Recently one of the discussion's we have been having in the office is about lighting in large projects where there is an Architecture model and a separate MEP model.
As an Architect, I want to place and move lighting as I work and so do our Interiors folks. The electrical Engineer needs the lighting in his MEP model to make the electrical connections and get his loads totaled and etc.. When there are two separate models, there arises a question of how to handle this in the most practical and efficient manner and there are two obvious solutions, each with there own merits.

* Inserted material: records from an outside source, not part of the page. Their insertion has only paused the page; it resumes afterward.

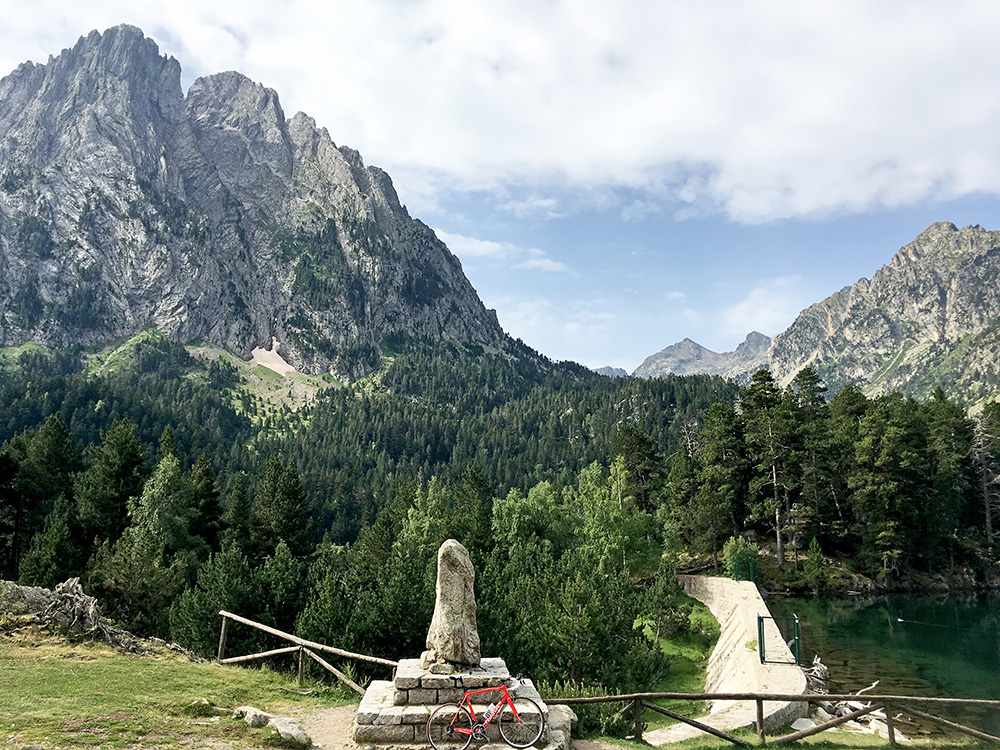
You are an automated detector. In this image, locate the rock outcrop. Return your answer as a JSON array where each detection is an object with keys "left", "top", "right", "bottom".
[{"left": 0, "top": 26, "right": 509, "bottom": 377}]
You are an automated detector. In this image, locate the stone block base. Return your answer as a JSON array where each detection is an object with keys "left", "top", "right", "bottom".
[{"left": 351, "top": 659, "right": 560, "bottom": 750}]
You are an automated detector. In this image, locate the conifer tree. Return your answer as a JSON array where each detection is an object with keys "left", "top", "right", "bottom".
[{"left": 74, "top": 419, "right": 147, "bottom": 541}]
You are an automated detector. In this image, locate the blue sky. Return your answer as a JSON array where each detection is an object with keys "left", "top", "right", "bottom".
[{"left": 0, "top": 0, "right": 1000, "bottom": 371}]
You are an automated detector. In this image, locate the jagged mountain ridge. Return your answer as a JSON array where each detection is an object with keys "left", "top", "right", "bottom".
[
  {"left": 636, "top": 222, "right": 1000, "bottom": 402},
  {"left": 633, "top": 331, "right": 771, "bottom": 378},
  {"left": 0, "top": 26, "right": 512, "bottom": 377}
]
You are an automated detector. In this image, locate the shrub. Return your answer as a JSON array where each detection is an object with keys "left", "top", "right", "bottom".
[{"left": 722, "top": 536, "right": 760, "bottom": 578}]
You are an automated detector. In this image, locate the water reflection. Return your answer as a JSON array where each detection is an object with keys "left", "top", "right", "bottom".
[{"left": 767, "top": 592, "right": 1000, "bottom": 734}]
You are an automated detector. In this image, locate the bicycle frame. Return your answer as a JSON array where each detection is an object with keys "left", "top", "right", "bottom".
[{"left": 449, "top": 685, "right": 521, "bottom": 735}]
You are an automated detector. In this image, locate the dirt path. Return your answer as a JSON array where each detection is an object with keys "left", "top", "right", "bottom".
[{"left": 298, "top": 704, "right": 360, "bottom": 750}]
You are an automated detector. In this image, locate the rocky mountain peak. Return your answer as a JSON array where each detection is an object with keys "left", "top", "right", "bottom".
[
  {"left": 636, "top": 222, "right": 1000, "bottom": 402},
  {"left": 0, "top": 26, "right": 508, "bottom": 377}
]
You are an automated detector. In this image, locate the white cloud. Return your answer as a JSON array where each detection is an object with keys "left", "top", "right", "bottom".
[
  {"left": 719, "top": 276, "right": 810, "bottom": 340},
  {"left": 517, "top": 258, "right": 569, "bottom": 273},
  {"left": 0, "top": 0, "right": 1000, "bottom": 223},
  {"left": 488, "top": 296, "right": 632, "bottom": 367},
  {"left": 434, "top": 229, "right": 569, "bottom": 272}
]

The First solution is to maintain the lighting in the Architecture model. This means that in order for Electrical to make the necessary connections, they need to place a face-hosted "Connector Family" onto a face of the light fixture and maintain the correct information that relates to the luminaries, in the connector family. This is by far the easiest up-front solution, but...
The Second solution is to have the Architect place lighting in the MEP model, providing MEP with the most practical coordination option. The caveats with this method are firstly that ceiling hosted lighting will need to be changed to face hosted or workplane hosted as there are typically no ceilings in an MEP model; And secondly, that the ceiling in the architectural model will have to be manually coordinated (holes cut) for recessed lighting and etc.. This method provides the least risk for coordination errors, as a lighting fixture change can be transparent for example switching two-lamp to four-lamp luminaries. The change in fixture size will be noticeable in a coordination view in the Architecture model, and the ceiling can be adjusted.
The second option is what we are using and so far it's working out well. Perhaps after a couple releases of Revit, this issue will be solved. A related focus of attention is how to handle lighting analysis and we have been using 3DMax's new lighting analysis assistant with good result, but perhaps that's another post.